My starting sentinel.conf for each sentinel is

maxclients 20000
loglevel notice
logfile "/home/redis/logs/sentinel.log"
sentinel monitor shard-172 redis-b-172  7
sentinel down-after-milliseconds shard-172 30000
sentinel failover-timeout shard-172 60000
sentinel parallel-syncs shard-172 1
....
sentinel monitor shard-188 redis-b-188  7
sentinel down-after-milliseconds shard-188 30000
sentinel failover-timeout shard-188 60000
sentinel parallel-syncs shard-188 1

Here's the resulting sentinel.conf (for all sentinels) after a few minutes- note the two slaves:

sentinel monitor shard-172 XXX.XXX.XXX.244 6379 7
sentinel failover-timeout shard-172 60000
sentinel config-epoch shard-172 0
sentinel leader-epoch shard-172 0
sentinel known-slave shard-172 XXX.XXX.XXX.177 6379 <--- True slave of shard-172
sentinel known-sentinel shard-172 ...
...
sentinel monitor shard-188 XXX.XXX.XXX.96 6379 7
sentinel failover-timeout shard-188 60000
sentinel config-epoch shard-188 0
sentinel leader-epoch shard-188 0
sentinel known-slave shard-188 XXX.XXX.XXX.194 6379 <--- True slave of shard-188
sentinel known-slave shard-188 XXX.XXX.XXX.177 6379
sentinel known-sentinel shard-188 ... 
1

1 Answers

0
votes

This is what I call an "ant problem": you have two (or more) pods (master+slave) intermingled. You indicate this when you show that one of your pods has multiple slaves.

Specifically:

Here's the output of the SENTINEL MASTERS command. The strange thing is that shard-188 has two slaves, when in fact it should only have 1.

What you need to do is:

  1. Remove those parts (shard-188 and shard-???) from all sentinels via sentinel remove shard-NNN
  2. Bring the pods that those slaves are in down
  3. Configure them correctly (proper slaveof commands/configuration)
  4. Bring them back online
  5. Ensure they each have only the one correct slave
  6. Add them back into the Sentinels via sentinel monitor ...

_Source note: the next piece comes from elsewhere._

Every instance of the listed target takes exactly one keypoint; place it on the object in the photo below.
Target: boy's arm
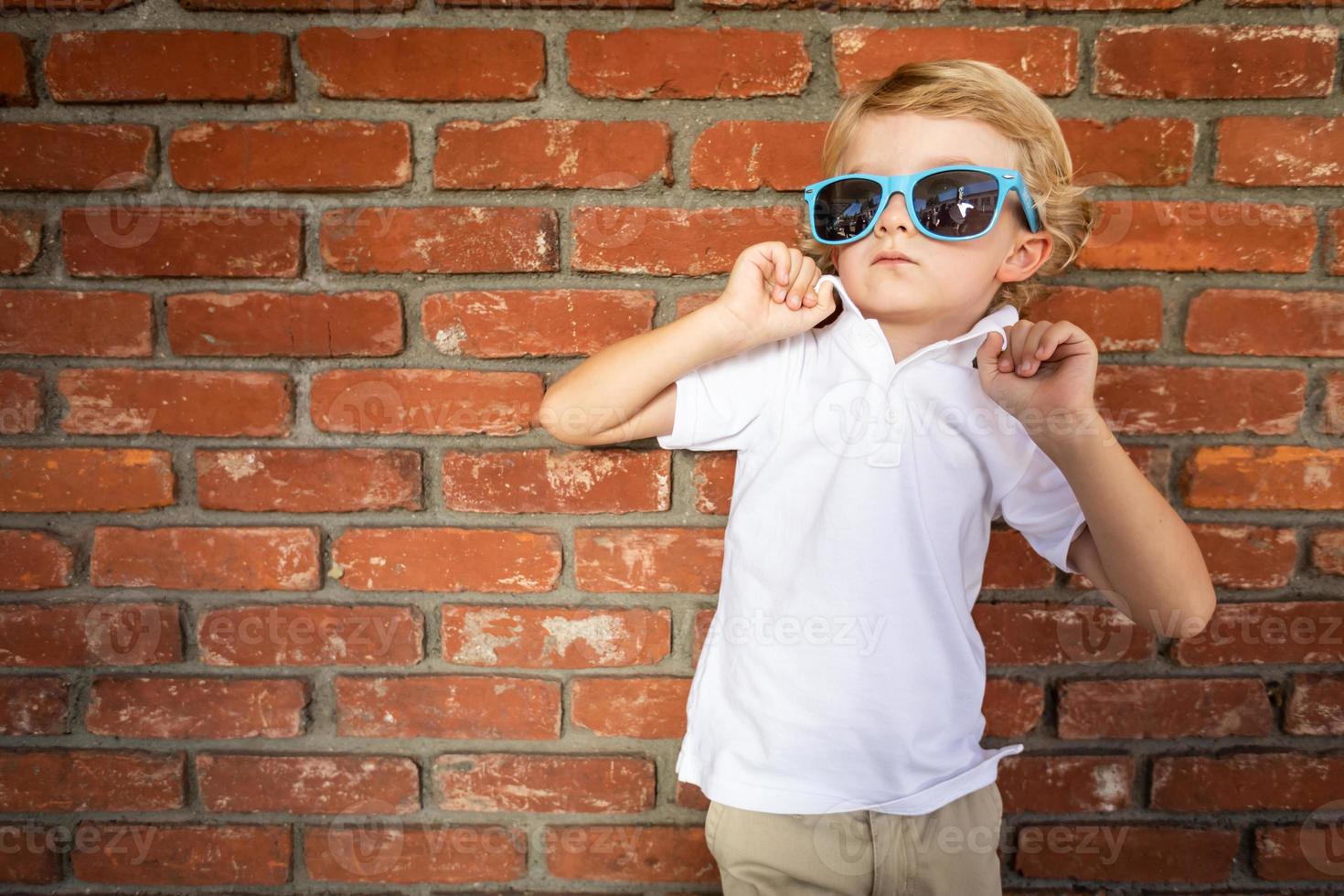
(1169, 592)
(628, 389)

Now technically you could use the sentinel reset command but you'd be facing potential timing issues so removing them from Sentinel is the sure-fire route to go. Optionally you can leave the master/slave up and simply reconfigure the slave appropriately. If you go that route wait a few minutes and check the slave listing before moving into step 6.